A word from the Chairman
Hachette Livre, a subsidiary of the French media giant Lagardère and a depository of part of France’s cultural heritage, is pushing beyond its historical borders, pursuing the adventure Louis Hachette began in 1826. Today, the Group brings together a broad spectrum of prestigious publishers covering the entire consumer book market. Three words can describe the Group: diversity, independence and profitability.
Hachette Livre is a constellation of publishers, in which literature and textbooks appear alongside travel guides and cookbooks. A shared focus on quality drives the Group’s imprints, which develop independently and cultivate their own identities. Independence is a vital necessity in publishing because it spawns creativity. Publishers perform best when they are close to their markets, their authors and their readers.

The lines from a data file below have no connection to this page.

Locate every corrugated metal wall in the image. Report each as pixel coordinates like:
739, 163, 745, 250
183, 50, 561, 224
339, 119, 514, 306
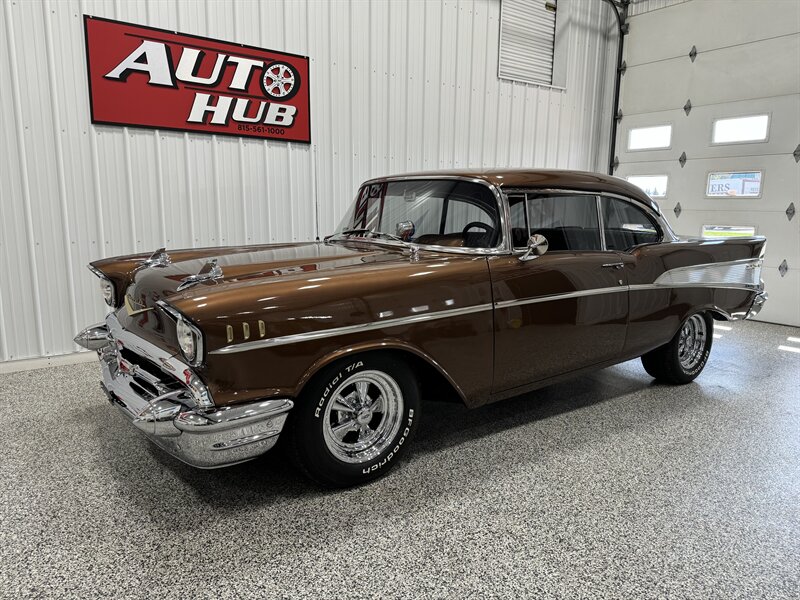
0, 0, 615, 363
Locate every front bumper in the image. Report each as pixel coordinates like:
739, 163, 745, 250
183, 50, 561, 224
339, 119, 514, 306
76, 313, 293, 468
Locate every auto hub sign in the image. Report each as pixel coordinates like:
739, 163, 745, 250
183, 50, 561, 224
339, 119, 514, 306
83, 16, 310, 143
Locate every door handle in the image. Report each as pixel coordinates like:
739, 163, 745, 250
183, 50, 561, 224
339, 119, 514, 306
602, 262, 624, 269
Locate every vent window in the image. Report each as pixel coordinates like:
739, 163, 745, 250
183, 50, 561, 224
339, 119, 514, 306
499, 0, 557, 86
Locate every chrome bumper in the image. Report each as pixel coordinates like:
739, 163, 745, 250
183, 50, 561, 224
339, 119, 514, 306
746, 290, 768, 320
76, 315, 293, 469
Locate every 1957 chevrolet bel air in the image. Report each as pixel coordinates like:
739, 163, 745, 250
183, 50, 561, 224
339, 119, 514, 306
75, 169, 767, 487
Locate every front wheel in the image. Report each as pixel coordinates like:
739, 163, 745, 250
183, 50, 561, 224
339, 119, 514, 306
288, 353, 420, 488
641, 312, 714, 384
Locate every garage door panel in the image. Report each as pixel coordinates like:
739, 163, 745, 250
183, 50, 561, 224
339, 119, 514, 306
621, 35, 800, 115
618, 95, 800, 163
753, 268, 799, 327
627, 0, 800, 66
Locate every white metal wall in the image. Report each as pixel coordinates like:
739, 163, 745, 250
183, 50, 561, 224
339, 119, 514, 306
0, 0, 616, 363
616, 0, 800, 326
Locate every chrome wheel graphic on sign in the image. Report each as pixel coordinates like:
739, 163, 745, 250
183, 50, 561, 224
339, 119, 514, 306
261, 61, 300, 100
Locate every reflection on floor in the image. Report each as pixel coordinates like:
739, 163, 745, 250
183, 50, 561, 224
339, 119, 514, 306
1, 320, 798, 598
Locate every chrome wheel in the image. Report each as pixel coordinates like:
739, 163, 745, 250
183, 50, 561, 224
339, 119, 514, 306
678, 314, 707, 371
262, 63, 296, 98
322, 370, 404, 464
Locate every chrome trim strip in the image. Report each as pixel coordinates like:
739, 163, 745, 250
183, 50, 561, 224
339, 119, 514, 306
209, 303, 494, 354
495, 286, 626, 310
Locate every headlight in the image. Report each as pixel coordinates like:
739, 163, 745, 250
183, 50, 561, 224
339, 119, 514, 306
157, 301, 205, 366
88, 265, 115, 306
176, 316, 203, 365
176, 318, 196, 362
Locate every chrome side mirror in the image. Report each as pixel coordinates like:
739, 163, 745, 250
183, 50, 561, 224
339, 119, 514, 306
396, 220, 416, 241
519, 234, 548, 262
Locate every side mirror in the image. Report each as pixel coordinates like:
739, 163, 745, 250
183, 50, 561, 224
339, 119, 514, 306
519, 234, 548, 262
396, 220, 416, 241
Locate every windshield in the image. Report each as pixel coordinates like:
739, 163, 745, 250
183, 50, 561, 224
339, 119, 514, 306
330, 179, 502, 249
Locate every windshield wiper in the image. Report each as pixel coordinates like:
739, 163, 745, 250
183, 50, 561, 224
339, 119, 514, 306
325, 229, 406, 243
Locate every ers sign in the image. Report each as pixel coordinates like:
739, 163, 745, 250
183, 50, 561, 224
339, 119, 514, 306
83, 16, 310, 143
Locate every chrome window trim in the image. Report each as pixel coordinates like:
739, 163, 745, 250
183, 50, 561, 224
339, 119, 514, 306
596, 194, 607, 252
209, 302, 495, 355
503, 187, 677, 249
340, 175, 512, 256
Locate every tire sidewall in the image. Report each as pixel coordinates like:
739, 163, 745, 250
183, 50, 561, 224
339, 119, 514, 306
294, 353, 420, 486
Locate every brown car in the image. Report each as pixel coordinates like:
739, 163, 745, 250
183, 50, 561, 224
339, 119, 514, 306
75, 169, 767, 487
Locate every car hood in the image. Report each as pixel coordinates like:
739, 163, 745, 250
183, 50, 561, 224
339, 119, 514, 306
120, 241, 411, 310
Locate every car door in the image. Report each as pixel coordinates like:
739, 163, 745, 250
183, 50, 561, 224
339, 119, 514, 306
489, 192, 630, 394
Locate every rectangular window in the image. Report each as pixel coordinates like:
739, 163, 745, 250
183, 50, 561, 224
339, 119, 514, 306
706, 171, 763, 198
701, 225, 756, 238
627, 125, 672, 151
712, 114, 769, 144
498, 0, 557, 86
626, 175, 668, 198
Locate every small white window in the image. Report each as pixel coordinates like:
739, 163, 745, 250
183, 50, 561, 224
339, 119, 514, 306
628, 125, 672, 151
712, 114, 769, 144
701, 225, 756, 238
706, 171, 763, 198
626, 175, 668, 198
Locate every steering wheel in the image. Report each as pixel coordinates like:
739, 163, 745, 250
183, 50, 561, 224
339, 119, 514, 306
462, 221, 496, 247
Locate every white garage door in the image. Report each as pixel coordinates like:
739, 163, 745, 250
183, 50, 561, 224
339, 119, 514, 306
615, 0, 800, 326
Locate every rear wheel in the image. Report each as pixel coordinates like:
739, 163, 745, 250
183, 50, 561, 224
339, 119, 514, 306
288, 353, 420, 488
641, 312, 714, 384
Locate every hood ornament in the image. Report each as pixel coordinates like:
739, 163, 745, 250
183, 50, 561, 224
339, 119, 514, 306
136, 247, 171, 271
177, 259, 223, 291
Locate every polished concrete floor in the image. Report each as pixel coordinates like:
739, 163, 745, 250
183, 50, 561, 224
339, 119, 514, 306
1, 320, 799, 599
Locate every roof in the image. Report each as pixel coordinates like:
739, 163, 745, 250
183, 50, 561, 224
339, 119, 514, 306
364, 169, 661, 214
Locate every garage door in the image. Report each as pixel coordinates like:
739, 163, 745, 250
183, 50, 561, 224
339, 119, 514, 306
614, 0, 800, 326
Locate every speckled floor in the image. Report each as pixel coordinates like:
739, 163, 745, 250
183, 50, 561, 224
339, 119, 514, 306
1, 320, 799, 599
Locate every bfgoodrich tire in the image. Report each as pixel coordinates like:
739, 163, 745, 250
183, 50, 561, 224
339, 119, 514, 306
641, 311, 714, 384
288, 353, 420, 488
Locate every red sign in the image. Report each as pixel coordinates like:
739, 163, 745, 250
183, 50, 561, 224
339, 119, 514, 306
83, 16, 310, 143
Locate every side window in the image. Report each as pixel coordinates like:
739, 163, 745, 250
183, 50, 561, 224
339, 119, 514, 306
602, 197, 661, 251
508, 195, 529, 248
527, 194, 602, 252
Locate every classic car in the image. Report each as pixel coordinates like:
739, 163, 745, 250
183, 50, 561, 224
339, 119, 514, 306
75, 169, 768, 487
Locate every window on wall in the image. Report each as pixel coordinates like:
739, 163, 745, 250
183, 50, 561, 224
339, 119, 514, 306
499, 0, 558, 86
628, 125, 672, 151
712, 114, 769, 144
626, 175, 668, 198
701, 225, 757, 238
706, 171, 763, 198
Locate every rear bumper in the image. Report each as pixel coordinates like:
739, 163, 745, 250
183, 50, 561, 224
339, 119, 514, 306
77, 315, 293, 468
746, 290, 768, 320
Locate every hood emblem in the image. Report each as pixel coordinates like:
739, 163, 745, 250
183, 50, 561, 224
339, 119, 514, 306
177, 259, 223, 291
124, 294, 153, 316
135, 247, 171, 271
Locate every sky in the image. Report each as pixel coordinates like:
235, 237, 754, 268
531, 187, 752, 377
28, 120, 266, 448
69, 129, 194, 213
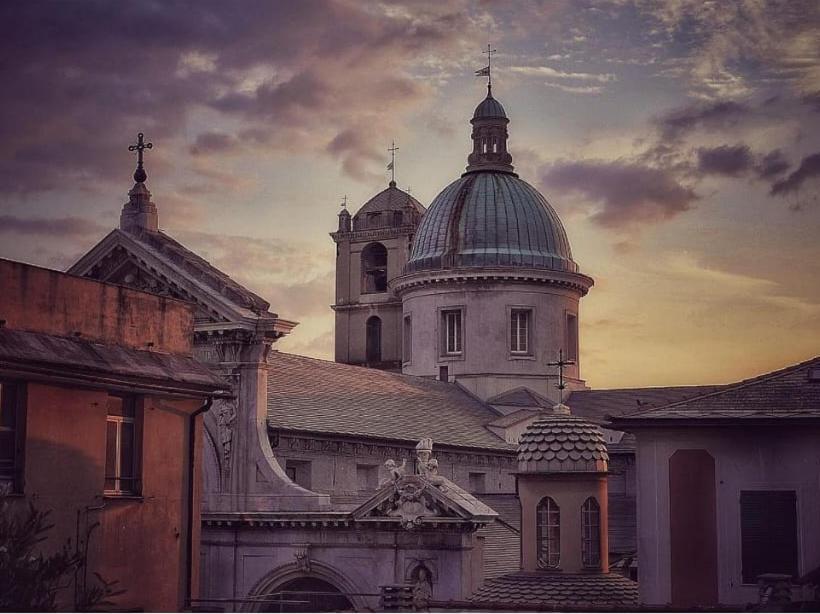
1, 0, 819, 389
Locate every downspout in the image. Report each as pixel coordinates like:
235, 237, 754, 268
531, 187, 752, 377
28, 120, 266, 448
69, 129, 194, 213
185, 396, 213, 610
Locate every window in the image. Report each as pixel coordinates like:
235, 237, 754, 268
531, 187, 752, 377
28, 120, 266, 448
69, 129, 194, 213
105, 395, 139, 495
393, 211, 403, 226
740, 490, 798, 583
402, 315, 412, 364
439, 366, 449, 383
566, 313, 579, 362
366, 316, 382, 363
367, 212, 382, 228
537, 497, 561, 569
362, 243, 388, 293
441, 309, 463, 355
469, 472, 486, 493
285, 460, 312, 489
0, 381, 25, 493
510, 309, 531, 354
357, 464, 378, 491
582, 497, 601, 568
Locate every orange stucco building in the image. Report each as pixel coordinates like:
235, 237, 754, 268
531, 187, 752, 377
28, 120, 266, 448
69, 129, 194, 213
0, 258, 228, 611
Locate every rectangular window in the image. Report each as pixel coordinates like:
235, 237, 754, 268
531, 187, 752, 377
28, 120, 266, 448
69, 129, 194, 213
740, 490, 798, 583
441, 309, 463, 355
469, 472, 486, 493
510, 309, 531, 354
566, 313, 578, 362
285, 460, 312, 489
104, 395, 140, 495
0, 381, 25, 493
402, 315, 412, 364
356, 464, 378, 491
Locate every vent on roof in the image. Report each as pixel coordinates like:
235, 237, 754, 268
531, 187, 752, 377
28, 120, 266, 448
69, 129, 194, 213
809, 368, 820, 382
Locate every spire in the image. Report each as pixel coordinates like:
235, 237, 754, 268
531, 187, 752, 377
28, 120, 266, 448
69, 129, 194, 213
120, 132, 158, 233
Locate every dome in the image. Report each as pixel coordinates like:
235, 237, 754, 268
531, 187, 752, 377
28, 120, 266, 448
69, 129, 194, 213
517, 413, 609, 474
352, 182, 425, 231
405, 172, 578, 274
473, 94, 507, 120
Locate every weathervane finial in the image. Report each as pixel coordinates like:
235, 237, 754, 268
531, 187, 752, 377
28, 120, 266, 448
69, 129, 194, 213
387, 141, 399, 186
547, 349, 576, 405
476, 44, 497, 96
128, 132, 153, 183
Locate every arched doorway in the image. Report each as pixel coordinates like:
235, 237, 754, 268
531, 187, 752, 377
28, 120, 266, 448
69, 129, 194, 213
263, 577, 353, 613
366, 316, 381, 363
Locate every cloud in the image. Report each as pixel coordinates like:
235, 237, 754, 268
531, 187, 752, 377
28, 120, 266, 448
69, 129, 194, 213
755, 149, 790, 180
540, 159, 699, 229
696, 144, 753, 177
770, 152, 820, 196
544, 83, 604, 95
509, 65, 615, 83
656, 100, 750, 140
189, 132, 239, 156
0, 215, 106, 238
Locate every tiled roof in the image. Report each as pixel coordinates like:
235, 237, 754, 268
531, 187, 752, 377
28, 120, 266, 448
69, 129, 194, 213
518, 414, 608, 473
266, 352, 514, 451
613, 356, 820, 423
471, 572, 638, 609
352, 183, 425, 219
477, 520, 520, 579
0, 328, 227, 395
487, 386, 553, 409
486, 408, 539, 429
127, 228, 273, 315
566, 385, 724, 423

Diversity contributes to Hachette Livre’s financial soundness. Covering all editorial genres in French, English and Spanish offsets the impact of an economic downturn in one market by growth in another and makes the Group’s performance more predictable.
Hachette Livre is, as a result, well equipped to face new challenges such as the ambitions of internet giants, the consolidation of book retailing, or the advent of digital e-readers. In the face of such exciting changes, we must make sure that our publishers have the resources to meet the expectations of both readers and authors and to anticipate what the reading experience will be like in the future.
We have also embraced sustainable growth. Hachette Livre is one of the first publishing groups in the world to conduct carbon footprint assessments in all its major countries. Sustainable growth also means Hachette Livre promotes business models that can ensure a future for the publishing industry, with a particular focus on intellectual property rights and control of pricing, so that books see their true value recognized whatever the media and however they are brought to market. We also have to expand into new markets, especially emerging countries where books are bound to become a mass market entertainment product in the near future.
Such are the challenges we must face, and we will do so energized by our diversity and determined to leverage the full weight of our status as the world’s second largest consumer book publisher. Thus the Group’s publishers will pursue their adventures, some centuries old, by offering readers the best that writing has to offer, whether printed on paper or displayed on a screen.